6th in a series of 40 posts about what I've learned in these 40 years
You can't make people love you.
You can't make them talk to you, even.
You can't make them agree with you or do what you want.
You really can't.
There can be an illusion of this--especially once I became a parent--but it is just an illusion.
Strike that. You can use threats and blackmail to push people into doing what you want. And I did that (not actual blackmail, but definitely emotional blackmail) when I was younger and not as good at being a person as I started to be as time went on. But you can't do these things with people and maintain friendships and marriages and relationships.

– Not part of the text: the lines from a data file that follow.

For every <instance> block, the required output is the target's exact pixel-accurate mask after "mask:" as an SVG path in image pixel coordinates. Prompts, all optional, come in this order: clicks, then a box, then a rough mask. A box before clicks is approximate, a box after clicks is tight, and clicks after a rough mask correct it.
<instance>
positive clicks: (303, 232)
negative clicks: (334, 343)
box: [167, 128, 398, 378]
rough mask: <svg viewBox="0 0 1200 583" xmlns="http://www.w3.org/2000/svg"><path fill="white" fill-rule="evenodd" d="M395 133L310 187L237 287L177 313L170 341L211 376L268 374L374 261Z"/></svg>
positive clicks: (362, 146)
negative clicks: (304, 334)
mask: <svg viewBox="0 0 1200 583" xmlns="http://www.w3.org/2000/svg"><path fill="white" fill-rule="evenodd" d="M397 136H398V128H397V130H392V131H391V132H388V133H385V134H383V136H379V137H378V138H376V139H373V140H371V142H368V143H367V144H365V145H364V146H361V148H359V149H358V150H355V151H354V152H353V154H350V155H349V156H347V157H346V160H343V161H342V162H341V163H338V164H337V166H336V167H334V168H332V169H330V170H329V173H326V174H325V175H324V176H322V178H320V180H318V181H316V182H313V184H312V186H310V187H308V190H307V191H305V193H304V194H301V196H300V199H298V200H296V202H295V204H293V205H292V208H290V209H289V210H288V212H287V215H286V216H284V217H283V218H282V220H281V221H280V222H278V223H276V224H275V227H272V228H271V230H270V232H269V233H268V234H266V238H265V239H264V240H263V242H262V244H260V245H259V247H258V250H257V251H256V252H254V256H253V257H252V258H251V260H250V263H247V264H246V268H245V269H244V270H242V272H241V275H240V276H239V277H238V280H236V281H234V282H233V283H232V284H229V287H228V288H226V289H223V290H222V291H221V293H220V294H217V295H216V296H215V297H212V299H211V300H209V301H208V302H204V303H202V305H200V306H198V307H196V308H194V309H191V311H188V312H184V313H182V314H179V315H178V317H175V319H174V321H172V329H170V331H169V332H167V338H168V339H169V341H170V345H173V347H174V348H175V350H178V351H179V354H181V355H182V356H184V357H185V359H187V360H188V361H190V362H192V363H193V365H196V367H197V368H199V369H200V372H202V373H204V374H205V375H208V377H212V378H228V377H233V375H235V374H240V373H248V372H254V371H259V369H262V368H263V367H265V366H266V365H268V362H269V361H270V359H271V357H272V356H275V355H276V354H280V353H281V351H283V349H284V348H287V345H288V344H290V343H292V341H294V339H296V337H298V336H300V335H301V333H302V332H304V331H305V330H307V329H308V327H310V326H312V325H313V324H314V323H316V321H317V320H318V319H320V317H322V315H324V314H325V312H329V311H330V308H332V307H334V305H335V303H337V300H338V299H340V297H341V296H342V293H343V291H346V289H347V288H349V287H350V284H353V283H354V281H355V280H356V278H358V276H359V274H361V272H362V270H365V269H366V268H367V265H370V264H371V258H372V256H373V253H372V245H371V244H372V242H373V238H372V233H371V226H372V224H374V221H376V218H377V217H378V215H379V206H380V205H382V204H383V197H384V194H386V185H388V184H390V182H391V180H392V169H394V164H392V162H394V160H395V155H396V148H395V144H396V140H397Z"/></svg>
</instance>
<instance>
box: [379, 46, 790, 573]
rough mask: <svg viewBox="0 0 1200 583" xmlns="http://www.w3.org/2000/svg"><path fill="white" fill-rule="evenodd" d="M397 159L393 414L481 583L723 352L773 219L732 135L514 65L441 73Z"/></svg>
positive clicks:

You try and you drown. You drown because you lose so much energy trying to push that you forget how to live your own life. You start running other people around and there's nothing left for you. In the end my realization that you can't push the river didn't come from a love for other people being themselves (that is later in this series) but from a love of the person I am. I can't be who I am and manage other people to that detail. Hobbies slip away, and then healthy relationships and rituals and things you need to get done like doctors' appointments and returning library books. Your life turns into Tim's drama with his wife or Tracy's drama with her child or Aly's drama with her affair and you forget how to talk to your husband.
And it sucks.
And then you realize you don't even really like Tim or Tracy or Aly that much.
So stop pushing the river, damn it. It will flow on its own. Those people have to live their lives. Live yours.